Q: What is the difference between immersive photography and VR/AR systems?
A: A VR or AR system is the medium through which a user can experience immersive content. Immersive photography generates the content users can experience on VR/AR systems.
Q: You have said that your new immersive photography system will have immediate applications in the gaming and film industries, which currently rely on photogrammetry to create 3D effects. What improvements will you offer?
A: Photogrammetry uses meshes and textures to render 3D scenes, but these techniques can only be applied to certain objects; demand time-consuming professional image-capturing of staged or static scenes; and frequently require post-processing to correct errors. We’re developing a comprehensive AI framework for practical photo-realistic capturing and rendering arbitrary scenes with dynamic appearance, including highly complex objects and effects such as glass, water and fog. Our goal is for consumers to be able to capture and view immersive photos using a cell phone or camera with no additional special equipment.
Q: What is the key to achieving this goal?
A: We’ve developed a technology we call Plenoxels for plenoptic voxels. Whereas a pixel is a 2D picture element and a voxel is a 3D volume element, a Plenoxel is a volume element that changes color depending on the angle from which it is viewed. Plenoxels evolved from an earlier 3D rendering technology, also developed at UC Berkeley, called NeRF for Neural Radiance Field.
Q: What is NeRF and how does it compare to your Plenoxels technology for immersive photography applications?
A: NeRFs are neural networks that can synthesize photo-realistic views of complex 3D scenes from a set of calibrated 2D images.
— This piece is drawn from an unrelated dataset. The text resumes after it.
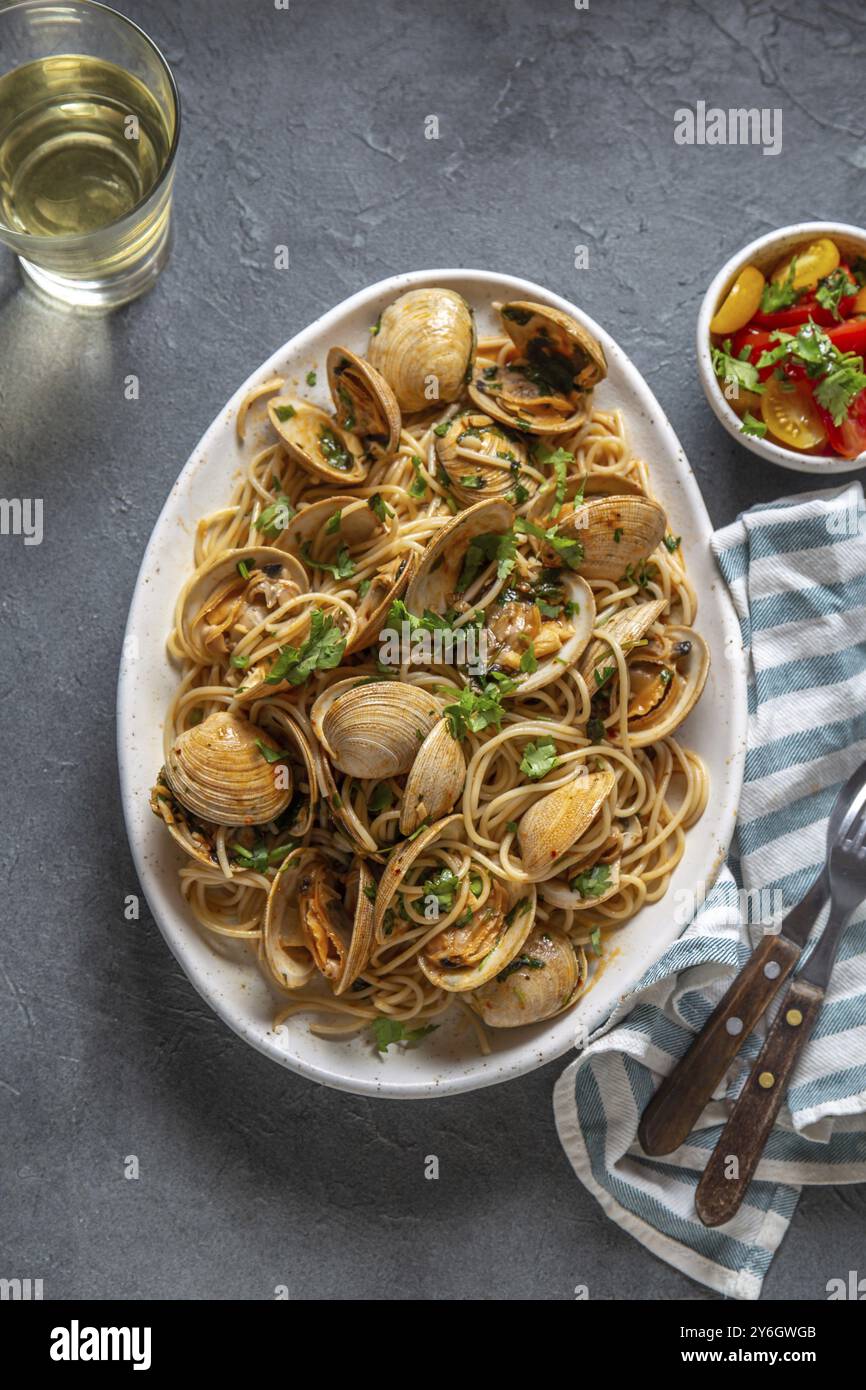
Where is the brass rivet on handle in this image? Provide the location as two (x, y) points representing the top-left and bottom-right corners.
(786, 1008), (803, 1027)
(758, 1071), (775, 1089)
Using classic techniques, NeRF can be used to render photorealistic 3D views of complex scenes. Although the quality is impressive, NeRF is computationally intense, can require a day to process a single scene, and cannot handle real-time rendering, making it impractical. Our Plenoxels technology can process a scene in minutes and our previous work, PlenOctrees, renders 3,000 times faster than NeRF, enabling real-time viewing experiences. Both were done by removing neural networks.
Q: In addition to games and films, what are some other possible applications for your immersive photography system?
A: For consumers, I think our immersive photography system could become as casual and accessible as photographs or videos. People will be able to conveniently capture their memories in 3D or even 4D using their mobile or AR/VR devices. The immersive photography system we’re developing could be a key content-provider for VR/AR displays, improve the safety of self-driving cars and the performance of robots, and be used in concert with other technologies for scientific research.
Q: If all goes well, how soon might we see some of these potential applications become commercial?
A: We’d love to hear from potential customers now!